NOT TOO LONG AGO, I posted something on Facebook I feel needs some clarification. In a small fit of frustration with the state of religious affairs in our country, I said I was an atheist that follows Jesus.
While I still believe that to be true, I’m afraid I wasn’t clear. What I meant to say was I am, as writer Frank Schaeffer has said about himself, an atheist who still believes in God. First of all, let me begin by saying my problem with Christianity has to do with a very specific evangelical, fundamentalist view of what it means to be a Christian and even more specifically, what we are talking about when we are talking about God.
Over the last fifteen years or so, I have been exploring not only the language we use to talk about God but what this language means when we look at the Christian life as a whole.
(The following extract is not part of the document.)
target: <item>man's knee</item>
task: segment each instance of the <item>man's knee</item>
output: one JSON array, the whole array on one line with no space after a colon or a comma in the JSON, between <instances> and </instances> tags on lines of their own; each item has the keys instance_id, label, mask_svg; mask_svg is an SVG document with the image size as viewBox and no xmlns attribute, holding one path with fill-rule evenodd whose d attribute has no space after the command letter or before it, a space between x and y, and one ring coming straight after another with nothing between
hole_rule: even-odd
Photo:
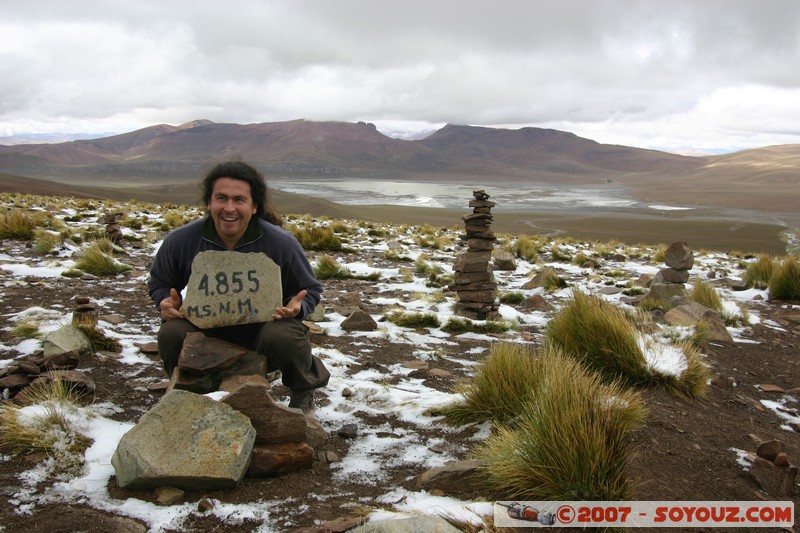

The evangelical tradition my family came to when I was thirteen has affected my worldview, my marriage, my relationship with my children, and my self-worth in ways too many to count.
I have had friends suggest I chuck the whole “religion thing” and just love my neighbor since that is the core message of the namesake of my faith. But I cannot do that. Religion, for me and for so many, is a language I use to try to make sense of that which is more than me. I know there is something beyond me, and what that is, continues to reside in mystery.
What I do know is that the “Mysterious More,” as the late writer, teacher, lecturer and theologian Dr. Marcus Borg puts it, is not what American Christianity has made it out to be, namely, “God.” I put God in quotes because I want to emphasize the problematic way in which many Christians in the United States refer to that mysterious more that cannot be named.
Western Christianity–specifically American Evangelicalism– often sees God as a Being, a being with a capital “B” who is “out there” somewhere, intervening (or not) in ways that never seem to make much sense and must be understood as mysterious. There is a mystery about God, yes, but only when an answer to some of the “big questions” cannot be given. In those cases, “it is not ours to question why.” (Ever heard that one from a church leader?)
For much of American Christianity, God and the Bible function as idols in the exact same way in which the Jews of the Old Testament gave in to foreign idols and were blinded by their false worship of them. When we talk about God in this way, as a Being, we are talking about God as a bigger version of ourselves—if we are finite, God is infinite; if we are mortal, God is immortal; if we are limited in our knowledge, God’s knowledge is infinite.
Swiss theologian, Karl Barth, said when we talk about God in this way, we are talking about ourselves with a megaphone. Thinking about God in this manner is a way of legitimizing our worldview and our system of beliefs. If we have the correct system and follow the rules of that system well enough, God will be happy with us and will let us into the place out there where “He” dwells after we die.
This God justifies our wars, our discriminations, our treatment of the Planet, and our way of life. When God is seen as a being (or, as Peter Rollins has said, a Super Being) God is a projection. We project a bigger version of our understanding and measure our worth and worthiness against that projection. I have come to understand God in my life not as a projection but as a projectile—a force that is constantly, and not always gently, smashing ideas of who is right and wrong, what is good and bad, what is just and unjust.
For me, as a follower of Christ, I see in Jesus what a life filled with God looks like. I see a man who was called the Messiah, but who, at the time, was one of many, many men who was called by that name (that’s a simple fact of history).
The difference between Jesus and the many other so-called messiahs was in how he ruptured the system in ways that didn’t make sense. He loved the poor, healed the sick, and counted the lowliest of the low as the most important among all who lived. How could one be a “king” and act in this way?
When I reached the crossroads of my faith, I knew I could no longer continue to see God through the lenses of my former evangelical spectacles. At the same time, I could not give up my quest to know God more fully and to try to live according to the ways of Jesus.
My desire is to help as many people as I can who are searching for a different understanding of God than the one that no longer makes sense to them. That is my quest for myself, and I hope you will join me along the way.
I implore you to not give up. You may feel broken and beaten, but you are valuable and useful. I am also worth it, and so are you. Continue to follow the ways of love and heed the tugging at your heartstrings by the one who is as close to you as the air you breathe.
Love is the only answer. Thus has it always been, and thus shall it ever be.